Summary. The paper uses individual-level Belgian and Dutch administrative microdata on deaths and population for ages 90+ (1995–2022) together with extreme-value theory to argue that the human lifespan distribution has a finite upper endpoint and that this endpoint differs systematically by sex, origin, civil status, household type, and education. It reports that men, the widowed, and those in institutional households exhibit shorter maxima while non-Western European origin and higher education are associated with longer maxima.

Significance. If the tail estimates are robust to data-quality issues, the work supplies one of the largest microdata-based EVT applications to the lifespan-limit debate and supplies the first systematic socio-demographic comparison of upper endpoints. The availability of linked individual records rather than aggregated life tables is a clear methodological advantage.

major comments (3)
  1. [Data section] Data section: the manuscript provides no description of age-validation protocols, completeness checks for deaths at 105+, or handling of possible net migration or registration changes across the 1995–2022 window. Because the central claim of a finite upper limit rests on the observed right tail accurately reflecting the conditional distribution, the absence of these checks is load-bearing.
  2. [Methods section] Methods section: threshold selection, model choice (e.g., GEV vs.
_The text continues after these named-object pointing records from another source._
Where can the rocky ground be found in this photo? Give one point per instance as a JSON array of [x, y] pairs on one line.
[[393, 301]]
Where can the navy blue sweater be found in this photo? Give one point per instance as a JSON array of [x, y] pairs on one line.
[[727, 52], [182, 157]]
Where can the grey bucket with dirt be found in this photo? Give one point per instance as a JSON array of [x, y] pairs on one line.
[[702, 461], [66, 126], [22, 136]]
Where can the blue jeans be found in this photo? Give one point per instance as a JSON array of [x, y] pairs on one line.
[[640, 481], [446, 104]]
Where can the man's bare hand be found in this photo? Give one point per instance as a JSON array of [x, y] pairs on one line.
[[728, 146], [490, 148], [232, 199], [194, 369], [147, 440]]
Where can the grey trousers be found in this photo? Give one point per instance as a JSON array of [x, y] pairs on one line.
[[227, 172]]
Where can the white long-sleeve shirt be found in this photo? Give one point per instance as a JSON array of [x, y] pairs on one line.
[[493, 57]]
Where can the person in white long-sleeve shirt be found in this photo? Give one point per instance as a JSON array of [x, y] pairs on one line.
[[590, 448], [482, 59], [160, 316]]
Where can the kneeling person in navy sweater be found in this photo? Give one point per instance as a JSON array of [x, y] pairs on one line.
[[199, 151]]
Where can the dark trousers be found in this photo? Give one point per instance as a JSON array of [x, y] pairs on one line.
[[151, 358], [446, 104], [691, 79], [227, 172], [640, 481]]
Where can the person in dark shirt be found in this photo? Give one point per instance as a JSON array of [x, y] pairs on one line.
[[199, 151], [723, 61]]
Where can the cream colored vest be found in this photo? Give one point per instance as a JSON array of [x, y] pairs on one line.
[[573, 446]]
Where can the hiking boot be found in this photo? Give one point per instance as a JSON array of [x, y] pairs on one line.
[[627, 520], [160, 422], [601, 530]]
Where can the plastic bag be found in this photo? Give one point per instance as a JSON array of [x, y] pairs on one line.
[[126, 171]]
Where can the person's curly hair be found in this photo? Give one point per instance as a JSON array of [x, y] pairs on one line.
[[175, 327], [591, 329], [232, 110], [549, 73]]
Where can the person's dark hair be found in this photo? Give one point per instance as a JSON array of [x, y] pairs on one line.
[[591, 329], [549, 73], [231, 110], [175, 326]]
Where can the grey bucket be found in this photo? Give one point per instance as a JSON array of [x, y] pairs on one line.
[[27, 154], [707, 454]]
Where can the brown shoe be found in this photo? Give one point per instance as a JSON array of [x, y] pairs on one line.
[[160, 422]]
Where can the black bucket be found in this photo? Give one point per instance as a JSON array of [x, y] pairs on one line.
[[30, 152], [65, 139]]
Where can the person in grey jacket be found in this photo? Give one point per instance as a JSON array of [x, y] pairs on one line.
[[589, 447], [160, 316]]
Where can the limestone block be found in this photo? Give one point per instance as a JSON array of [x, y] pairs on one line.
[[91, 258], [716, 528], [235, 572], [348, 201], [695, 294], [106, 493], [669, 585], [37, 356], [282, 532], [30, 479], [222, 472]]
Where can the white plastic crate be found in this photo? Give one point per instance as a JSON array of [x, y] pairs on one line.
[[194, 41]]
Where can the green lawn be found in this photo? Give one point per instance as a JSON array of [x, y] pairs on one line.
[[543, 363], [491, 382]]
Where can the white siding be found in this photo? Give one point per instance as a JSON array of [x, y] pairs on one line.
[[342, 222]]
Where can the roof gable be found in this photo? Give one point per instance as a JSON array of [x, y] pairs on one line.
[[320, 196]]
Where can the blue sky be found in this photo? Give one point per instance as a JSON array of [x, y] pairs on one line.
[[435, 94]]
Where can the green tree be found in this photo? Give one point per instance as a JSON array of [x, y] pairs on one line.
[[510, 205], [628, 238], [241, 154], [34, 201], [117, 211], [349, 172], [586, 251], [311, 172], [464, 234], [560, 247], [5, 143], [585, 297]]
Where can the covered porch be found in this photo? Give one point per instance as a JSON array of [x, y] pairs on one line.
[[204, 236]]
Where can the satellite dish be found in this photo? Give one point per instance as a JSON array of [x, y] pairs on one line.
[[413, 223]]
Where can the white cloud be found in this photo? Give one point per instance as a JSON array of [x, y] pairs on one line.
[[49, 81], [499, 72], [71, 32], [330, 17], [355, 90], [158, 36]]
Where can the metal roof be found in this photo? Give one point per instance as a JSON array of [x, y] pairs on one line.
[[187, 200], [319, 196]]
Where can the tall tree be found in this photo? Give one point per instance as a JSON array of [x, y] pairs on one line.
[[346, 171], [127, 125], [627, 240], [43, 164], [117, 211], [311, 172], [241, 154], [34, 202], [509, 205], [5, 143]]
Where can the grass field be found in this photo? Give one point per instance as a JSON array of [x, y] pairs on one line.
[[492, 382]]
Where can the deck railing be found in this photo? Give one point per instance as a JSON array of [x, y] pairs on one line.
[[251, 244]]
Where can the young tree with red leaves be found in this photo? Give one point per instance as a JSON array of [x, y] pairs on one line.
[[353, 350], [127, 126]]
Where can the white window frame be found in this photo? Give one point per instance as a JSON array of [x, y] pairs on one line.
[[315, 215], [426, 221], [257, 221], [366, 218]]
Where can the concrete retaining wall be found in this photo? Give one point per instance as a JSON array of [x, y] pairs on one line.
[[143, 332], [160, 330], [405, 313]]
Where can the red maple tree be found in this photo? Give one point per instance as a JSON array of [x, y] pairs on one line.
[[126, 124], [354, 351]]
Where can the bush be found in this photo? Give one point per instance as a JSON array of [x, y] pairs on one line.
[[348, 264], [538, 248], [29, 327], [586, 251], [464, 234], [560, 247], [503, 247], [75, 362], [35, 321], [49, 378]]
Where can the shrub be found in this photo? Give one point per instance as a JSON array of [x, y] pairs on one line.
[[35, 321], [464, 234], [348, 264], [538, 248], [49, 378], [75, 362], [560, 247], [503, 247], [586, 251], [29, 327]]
GPD), and goodness-of-fit diagnostics for the EVT fits are not reported. Without these, it is impossible to assess whether the reported endpoint estimates and group differences are sensitive to post-hoc modeling decisions.
  3. [Results section] Results section: no period-specific sensitivity analyses or comparison with external sources (e.g., census life tables or HMD data) are shown. Such checks are required to rule out spurious finite-endpoint signals induced by evolving data-collection practices.
minor comments (2)
  1. [Abstract] The abstract and introduction should explicitly state the sample sizes for each socio-demographic stratum to allow readers to judge precision of the tail estimates.
  2. [Methods section] Notation for the endpoint parameter and shape parameter should be introduced once and used consistently; current usage mixes “maximum lifespan” and EVT terminology without a clear mapping.
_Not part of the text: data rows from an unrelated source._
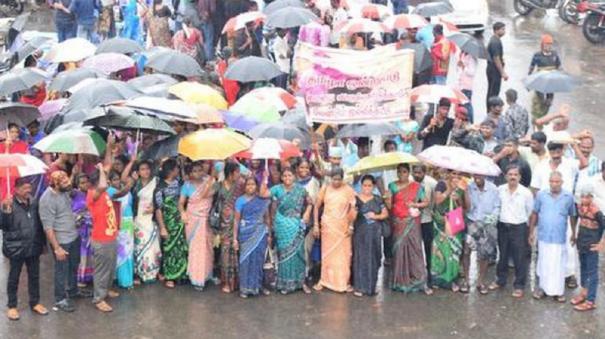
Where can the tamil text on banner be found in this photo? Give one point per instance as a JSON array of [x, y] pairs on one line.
[[348, 86]]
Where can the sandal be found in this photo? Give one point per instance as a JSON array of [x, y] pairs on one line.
[[103, 307], [517, 294], [585, 306]]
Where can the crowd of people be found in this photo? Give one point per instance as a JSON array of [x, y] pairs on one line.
[[120, 220]]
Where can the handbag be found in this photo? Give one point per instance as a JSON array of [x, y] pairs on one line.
[[454, 220]]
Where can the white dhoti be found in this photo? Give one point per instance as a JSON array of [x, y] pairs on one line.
[[551, 268]]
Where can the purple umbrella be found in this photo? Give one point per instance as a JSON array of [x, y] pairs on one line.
[[239, 122]]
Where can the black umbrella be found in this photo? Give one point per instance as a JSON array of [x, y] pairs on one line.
[[279, 4], [119, 45], [173, 62], [551, 82], [66, 80], [368, 130], [290, 17], [429, 9], [20, 79], [469, 44], [422, 57], [250, 69], [165, 148], [100, 92], [124, 118], [18, 113]]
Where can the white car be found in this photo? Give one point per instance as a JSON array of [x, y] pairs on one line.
[[469, 16]]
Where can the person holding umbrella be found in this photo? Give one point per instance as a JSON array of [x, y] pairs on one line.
[[544, 60]]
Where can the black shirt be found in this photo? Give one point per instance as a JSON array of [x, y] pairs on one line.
[[494, 49], [437, 135]]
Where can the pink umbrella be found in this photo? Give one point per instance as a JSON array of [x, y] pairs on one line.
[[108, 62], [50, 108]]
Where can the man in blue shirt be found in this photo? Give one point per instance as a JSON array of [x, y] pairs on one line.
[[552, 209], [483, 198]]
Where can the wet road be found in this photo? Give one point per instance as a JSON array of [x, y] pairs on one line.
[[155, 312]]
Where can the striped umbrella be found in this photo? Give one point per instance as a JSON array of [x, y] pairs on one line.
[[406, 21], [72, 141], [240, 21]]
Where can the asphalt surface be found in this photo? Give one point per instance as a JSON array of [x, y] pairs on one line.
[[155, 312]]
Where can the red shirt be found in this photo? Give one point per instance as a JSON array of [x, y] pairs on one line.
[[104, 220]]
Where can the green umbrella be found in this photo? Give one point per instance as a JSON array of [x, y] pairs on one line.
[[74, 141], [123, 118]]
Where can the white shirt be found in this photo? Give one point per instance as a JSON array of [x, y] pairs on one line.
[[568, 168], [515, 207]]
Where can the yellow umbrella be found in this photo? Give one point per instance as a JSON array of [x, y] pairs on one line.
[[380, 162], [212, 144], [196, 93]]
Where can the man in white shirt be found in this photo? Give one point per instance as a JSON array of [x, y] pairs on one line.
[[516, 207]]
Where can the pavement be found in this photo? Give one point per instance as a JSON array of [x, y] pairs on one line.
[[155, 312]]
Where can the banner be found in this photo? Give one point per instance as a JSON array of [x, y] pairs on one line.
[[347, 86]]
Simulated Author's Rebuttal

3 responses · 0 unresolved

We thank the referee for their insightful comments on our manuscript. We address each of the major comments below and have made revisions to the manuscript to incorporate the suggested improvements.

read point-by-point responses
  1. Referee: [Data section] Data section: the manuscript provides no description of age-validation protocols, completeness checks for deaths at 105+, or handling of possible net migration or registration changes across the 1995–2022 window. Because the central claim of a finite upper limit rests on the observed right tail accurately reflecting the conditional distribution, the absence of these checks is load-bearing.
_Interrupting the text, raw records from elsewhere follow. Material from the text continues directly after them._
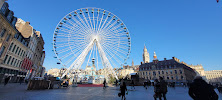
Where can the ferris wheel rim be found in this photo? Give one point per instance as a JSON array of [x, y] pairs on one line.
[[54, 43]]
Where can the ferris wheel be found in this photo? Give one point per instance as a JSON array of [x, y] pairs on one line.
[[91, 33]]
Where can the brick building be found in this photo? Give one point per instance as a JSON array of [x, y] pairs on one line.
[[171, 70]]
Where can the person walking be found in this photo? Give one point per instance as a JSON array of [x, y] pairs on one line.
[[201, 90], [163, 88], [157, 90], [6, 81], [104, 84], [20, 81], [132, 83], [123, 90]]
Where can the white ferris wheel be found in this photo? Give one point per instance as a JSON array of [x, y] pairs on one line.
[[91, 33]]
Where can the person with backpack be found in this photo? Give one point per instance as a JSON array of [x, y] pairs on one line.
[[201, 90]]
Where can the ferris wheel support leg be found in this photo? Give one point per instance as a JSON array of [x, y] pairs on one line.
[[105, 61]]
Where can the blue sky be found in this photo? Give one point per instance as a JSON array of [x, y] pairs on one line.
[[190, 30]]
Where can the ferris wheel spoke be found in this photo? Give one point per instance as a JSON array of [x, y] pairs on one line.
[[100, 23], [91, 33], [116, 53], [111, 55], [110, 26], [86, 26], [108, 23], [66, 55], [103, 23], [86, 21], [90, 21], [83, 27]]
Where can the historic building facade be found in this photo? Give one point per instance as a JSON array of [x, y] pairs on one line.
[[171, 70], [12, 46], [214, 76], [35, 54], [146, 55], [18, 46]]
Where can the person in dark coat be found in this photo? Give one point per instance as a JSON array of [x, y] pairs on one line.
[[157, 90], [123, 90], [163, 88], [132, 83], [104, 84], [6, 81], [200, 90]]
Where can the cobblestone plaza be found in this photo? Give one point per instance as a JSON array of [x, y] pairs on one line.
[[19, 92]]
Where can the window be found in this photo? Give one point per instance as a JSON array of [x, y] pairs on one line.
[[8, 37], [10, 46], [14, 48], [175, 71], [2, 33], [15, 62], [2, 50], [12, 61], [181, 72], [5, 58], [9, 59]]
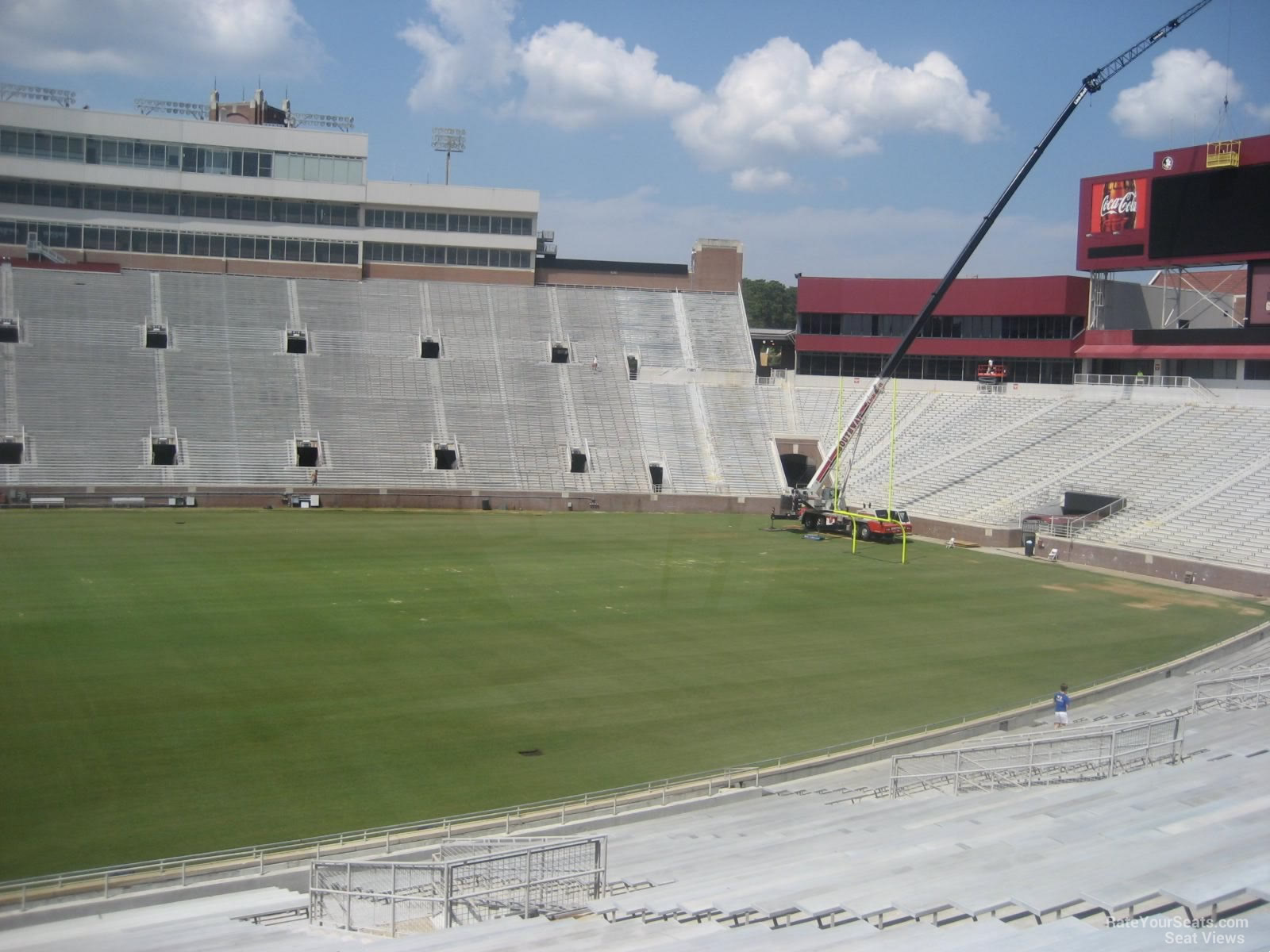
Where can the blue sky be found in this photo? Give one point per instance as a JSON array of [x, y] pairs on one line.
[[835, 139]]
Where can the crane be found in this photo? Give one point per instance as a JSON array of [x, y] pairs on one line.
[[817, 495]]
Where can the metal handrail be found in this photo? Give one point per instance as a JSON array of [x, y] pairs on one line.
[[1070, 527], [1126, 380], [289, 854], [1022, 771]]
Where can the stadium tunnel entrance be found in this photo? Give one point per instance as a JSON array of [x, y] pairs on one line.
[[799, 459]]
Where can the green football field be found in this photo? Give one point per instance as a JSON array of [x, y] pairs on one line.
[[184, 681]]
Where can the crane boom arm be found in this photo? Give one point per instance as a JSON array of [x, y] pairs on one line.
[[1090, 84]]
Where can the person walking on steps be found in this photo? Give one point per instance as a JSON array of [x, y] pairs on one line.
[[1060, 704]]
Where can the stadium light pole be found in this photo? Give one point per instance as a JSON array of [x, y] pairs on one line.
[[448, 141]]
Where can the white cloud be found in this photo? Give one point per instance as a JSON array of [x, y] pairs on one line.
[[761, 179], [1185, 92], [575, 78], [876, 243], [143, 37], [775, 102], [469, 50]]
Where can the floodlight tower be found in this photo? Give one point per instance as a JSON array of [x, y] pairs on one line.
[[448, 141]]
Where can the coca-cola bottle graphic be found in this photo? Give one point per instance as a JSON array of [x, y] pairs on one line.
[[1119, 211]]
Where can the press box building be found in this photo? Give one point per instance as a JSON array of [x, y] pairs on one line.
[[238, 188]]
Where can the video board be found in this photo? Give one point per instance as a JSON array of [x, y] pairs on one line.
[[1199, 205]]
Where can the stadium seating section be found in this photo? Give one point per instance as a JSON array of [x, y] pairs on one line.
[[90, 397]]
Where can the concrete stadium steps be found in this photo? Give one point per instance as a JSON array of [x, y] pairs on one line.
[[192, 924], [747, 456], [671, 436], [721, 340], [1197, 478]]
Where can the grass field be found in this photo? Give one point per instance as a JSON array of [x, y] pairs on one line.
[[179, 681]]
    Authors: We acknowledge the importance of documenting data quality for the extreme tail. In the revised manuscript, we have added a new paragraph in the Data section detailing the age validation procedures used by the Belgian and Dutch statistical agencies, which involve linkage to birth records and are considered highly reliable for ages 90+. We also report the number of deaths observed at ages 105+ and above, and discuss that registration changes during the period were minimal for this age group, with no evidence of systematic under- or over-reporting. Net migration for individuals over 90 is very low in these countries, as confirmed by the data providers. revision: yes

  2. Referee: [Methods section] Methods section: threshold selection, model choice (e.g., GEV vs. GPD), and goodness-of-fit diagnostics for the EVT fits are not reported. Without these, it is impossible to assess whether the reported endpoint estimates and group differences are sensitive to post-hoc modeling decisions.

    Authors: We agree that these methodological details are essential for reproducibility and robustness assessment. The revised manuscript now includes a dedicated subsection on EVT implementation: we specify the use of the Generalized Pareto Distribution (GPD) for modeling exceedances, with thresholds selected based on mean excess plots and stability of parameter estimates across a range of thresholds (90th to 95th percentiles). Goodness-of-fit is assessed via QQ-plots, PP-plots, and the Anderson-Darling test, with results reported in the appendix. Sensitivity analyses to threshold choice are also presented, showing that the endpoint estimates and group differences remain consistent. revision: yes

  3. Referee: [Results section] Results section: no period-specific sensitivity analyses or comparison with external sources (e.g., census life tables or HMD data) are shown. Such checks are required to rule out spurious finite-endpoint signals induced by evolving data-collection practices.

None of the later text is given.